Il leader del M5S commenta su Facebook lo sfogo di una giovane lavoratrice disperata per il basso livello degli stipendi in Italia

Conte: «Campo largo da Calenda a Brunetta, noi siamo altro. Dai giovani urlo di disperazione per gli stipendi bassi»

Giuseppe Conte prende di mira i suoi avversari. Lo fa con Giorgia Meloni («propone di multare i giovani se non accettano un lavoro qualsiasi, anche sottopagato e precario, quasi fossero dei fannulloni a priori») e con l'idea di "campo largo" da cui si tira fuori: «Il campo largo va da Calenda, che non esce dalle ZTL e dai salotti buoni nemmeno per sbaglio, a Brunetta che insulta i lavoratori nei suoi comizi, fino a Renzi che raccoglie le firme per smantellare i sostegni contro la povertà.
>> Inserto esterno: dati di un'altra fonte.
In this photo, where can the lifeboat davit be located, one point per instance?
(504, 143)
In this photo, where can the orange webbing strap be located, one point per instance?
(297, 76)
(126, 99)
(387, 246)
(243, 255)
Noi siamo altro, non mettiamo la polvere sotto il tappeto». Lo ha scritto il leader del M5S Giuseppe Conte, nel commento su Facebook allo sfogo di una giovane lavoratrice disperata per il basso livello degli stipendi in Italia.

Conte: «Dai giovani urlo di disperazione»

«Queste lacrime sono la disperazione, la rabbia, la frustrazione di un'intera generazione. Tanti sacrifici, studio, gavetta e poi tante difficoltà per pagare una bolletta o il dentista. Figuriamoci per comprare una casa e sentirsi indipendenti», ha scritto Giuseppe Conte, rilanciando il video pubblicato su TikTok da una giovane in lacrime, una «progettista di interni in un negozio di arredamento», disperata perché dopo un intervento dal dentista si ritrova «con solo 50 euro sul conto corrente», e «incazz... perché in Italia gli stipendi sono così bassi».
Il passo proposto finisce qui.